Dr Anselm Kai Gitt  (Herzzentrum Ludwigshafen, Germany) presented a subanalysis of DYSIS (Dyslipidemia International Study), which examined the possible impact of reimbursement systems on the achievement of low-density lipoprotein (LDL)-cholesterol targets in 4,260 German patients and 540 UK patients at high cardiovascular risk. The aim was to compare the German system, which restricts chronic medical treatment by budget constraints, with the UK’s incentive system where GPs receive payment linked to achieving cholesterol targets.

All patients in the study were taking statins, but 42% of German patients achieved the target of LDL <100mg/dl (< 5.5 mmol/L) compared to 79.8% of UK patients. The potent statin, atorvastatin, was used in 3.9% of German patients (mean dose 24 mg) compared to 24.8% of UK patients (mean dose 34.2 mg), whereas the weaker statin, simvastatin, used in 83.9% of Germans (mean dose 27.2 mg) compared to 67.6% of UK patients (mean dose 36.6 mg). Daily dosages were significantly lower in Germany than in the UK, independent of the statin used.

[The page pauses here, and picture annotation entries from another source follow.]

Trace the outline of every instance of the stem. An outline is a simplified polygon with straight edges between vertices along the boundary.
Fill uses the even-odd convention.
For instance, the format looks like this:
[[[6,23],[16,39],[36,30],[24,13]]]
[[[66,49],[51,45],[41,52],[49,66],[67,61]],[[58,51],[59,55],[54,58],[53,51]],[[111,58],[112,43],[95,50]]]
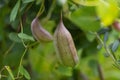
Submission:
[[[56,2],[56,0],[53,0],[52,5],[51,5],[51,7],[48,11],[47,17],[46,17],[47,19],[49,19],[51,17],[52,11],[54,10],[54,7],[55,7],[55,2]]]
[[[108,53],[108,55],[110,55],[110,57],[112,58],[112,60],[116,63],[116,59],[111,54],[111,52],[110,52],[109,48],[107,47],[107,45],[104,44],[104,42],[102,41],[102,39],[100,38],[100,36],[96,32],[95,32],[95,35],[98,38],[98,40],[100,41],[100,43],[103,45],[105,51]]]
[[[98,69],[100,80],[104,80],[102,68],[101,68],[101,65],[99,63],[97,64],[97,69]]]
[[[21,59],[20,59],[19,68],[20,68],[20,66],[22,65],[23,58],[24,58],[25,53],[27,52],[27,50],[28,50],[28,48],[26,48],[25,51],[24,51],[23,54],[22,54],[22,57],[21,57]],[[19,75],[20,75],[20,69],[18,69],[17,77],[19,77]]]
[[[12,50],[12,48],[14,47],[14,45],[15,45],[15,42],[13,42],[11,44],[11,46],[8,48],[8,50],[4,53],[4,57]]]
[[[36,17],[38,18],[43,13],[43,11],[44,11],[44,0],[41,3],[40,9],[39,9]]]
[[[48,11],[48,14],[47,14],[47,16],[42,20],[42,22],[46,22],[47,20],[50,19],[51,15],[52,15],[52,12],[53,12],[53,10],[54,10],[54,7],[55,7],[55,3],[56,3],[56,0],[53,0],[52,5],[51,5],[51,7],[50,7],[50,9],[49,9],[49,11]]]

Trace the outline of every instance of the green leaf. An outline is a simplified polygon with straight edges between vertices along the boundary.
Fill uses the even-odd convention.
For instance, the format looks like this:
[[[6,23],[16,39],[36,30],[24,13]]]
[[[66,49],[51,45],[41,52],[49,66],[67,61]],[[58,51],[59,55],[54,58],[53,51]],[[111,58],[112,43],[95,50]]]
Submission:
[[[95,35],[90,32],[86,32],[86,38],[88,41],[92,42],[95,39]]]
[[[9,66],[5,66],[5,68],[7,69],[8,73],[10,74],[11,79],[12,79],[12,80],[15,80],[14,75],[13,75],[10,67],[9,67]]]
[[[109,33],[108,32],[105,32],[105,35],[104,35],[104,43],[106,44],[107,40],[108,40],[108,36],[109,36]]]
[[[29,35],[24,34],[24,33],[19,33],[18,37],[23,39],[23,40],[34,41],[34,38],[32,36],[29,36]]]
[[[116,0],[100,0],[96,10],[104,26],[111,25],[119,12]]]
[[[10,33],[10,34],[9,34],[9,38],[10,38],[10,40],[12,40],[12,41],[14,41],[14,42],[18,42],[18,43],[21,42],[21,40],[20,40],[20,38],[18,37],[18,34],[17,34],[17,33]]]
[[[96,6],[99,0],[72,0],[73,2],[84,6]]]
[[[23,66],[20,66],[19,70],[20,70],[21,75],[24,75],[26,79],[30,80],[30,75]]]
[[[94,7],[82,7],[71,14],[70,20],[83,31],[97,31],[100,22],[95,15]]]
[[[10,14],[10,22],[14,21],[17,13],[18,13],[18,9],[20,7],[20,0],[17,1],[16,5],[14,6],[14,8],[12,9],[12,12]]]
[[[35,0],[22,0],[23,3],[30,3],[30,2],[33,2]]]

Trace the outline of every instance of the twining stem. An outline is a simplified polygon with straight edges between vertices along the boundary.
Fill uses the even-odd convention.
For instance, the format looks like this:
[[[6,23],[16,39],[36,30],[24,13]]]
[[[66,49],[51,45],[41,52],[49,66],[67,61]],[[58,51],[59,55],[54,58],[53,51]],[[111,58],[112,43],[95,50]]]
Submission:
[[[23,58],[24,58],[25,53],[27,52],[27,50],[28,50],[28,48],[25,49],[25,51],[23,52],[22,57],[20,59],[20,64],[19,64],[19,69],[18,69],[17,77],[19,77],[19,75],[20,75],[20,67],[22,66]]]
[[[4,57],[12,50],[12,48],[14,47],[14,45],[15,45],[15,42],[13,42],[11,44],[11,46],[8,48],[8,50],[4,53]]]
[[[114,56],[111,54],[109,48],[107,47],[107,45],[104,44],[104,42],[102,41],[102,39],[100,38],[100,36],[95,32],[96,37],[98,38],[98,40],[100,41],[100,43],[103,45],[105,51],[107,52],[108,55],[110,55],[110,57],[112,58],[112,60],[116,63],[116,59],[114,58]]]

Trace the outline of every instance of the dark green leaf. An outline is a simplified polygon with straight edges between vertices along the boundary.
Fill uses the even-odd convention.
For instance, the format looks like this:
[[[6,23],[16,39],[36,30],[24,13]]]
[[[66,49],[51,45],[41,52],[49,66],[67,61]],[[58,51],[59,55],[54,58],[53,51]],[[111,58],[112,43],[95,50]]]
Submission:
[[[35,0],[22,0],[23,3],[30,3],[30,2],[33,2]]]
[[[21,75],[25,76],[26,79],[30,80],[30,75],[23,66],[20,66],[19,70],[20,70]]]
[[[16,5],[14,6],[14,8],[10,14],[10,22],[15,20],[19,7],[20,7],[20,0],[17,1]]]

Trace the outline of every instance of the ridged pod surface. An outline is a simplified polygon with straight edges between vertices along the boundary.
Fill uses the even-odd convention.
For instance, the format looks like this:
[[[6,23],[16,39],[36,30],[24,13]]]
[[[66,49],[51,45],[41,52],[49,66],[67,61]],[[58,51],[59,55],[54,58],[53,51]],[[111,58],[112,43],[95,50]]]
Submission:
[[[38,41],[50,42],[53,40],[52,35],[41,26],[38,18],[33,19],[31,23],[31,31],[33,37]]]
[[[72,36],[65,28],[62,19],[54,33],[54,45],[61,63],[68,67],[74,67],[78,63],[79,58]]]

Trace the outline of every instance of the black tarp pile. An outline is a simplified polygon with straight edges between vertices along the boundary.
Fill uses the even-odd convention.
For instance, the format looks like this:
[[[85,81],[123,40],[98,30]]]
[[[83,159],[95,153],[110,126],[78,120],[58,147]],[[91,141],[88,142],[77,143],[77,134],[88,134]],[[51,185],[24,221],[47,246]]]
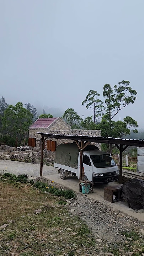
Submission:
[[[134,178],[124,183],[122,196],[130,208],[135,210],[144,209],[144,181]]]

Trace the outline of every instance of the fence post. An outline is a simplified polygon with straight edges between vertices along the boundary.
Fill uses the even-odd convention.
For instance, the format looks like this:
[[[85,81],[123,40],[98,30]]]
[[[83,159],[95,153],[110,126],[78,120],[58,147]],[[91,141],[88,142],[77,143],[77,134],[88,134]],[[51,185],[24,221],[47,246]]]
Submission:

Dr Gitt concluded: “Our study showed that healthcare reimbursement systems appear to impact on the achievement of cholesterol lowering targets. The German system was put in place to control costs but it remains to be seen whether it will achieve this in the long term. The UK system has higher short term costs, with more GP visits, use of potent statins and high doses, but it may ultimately be more cost effective because of fewer complications.”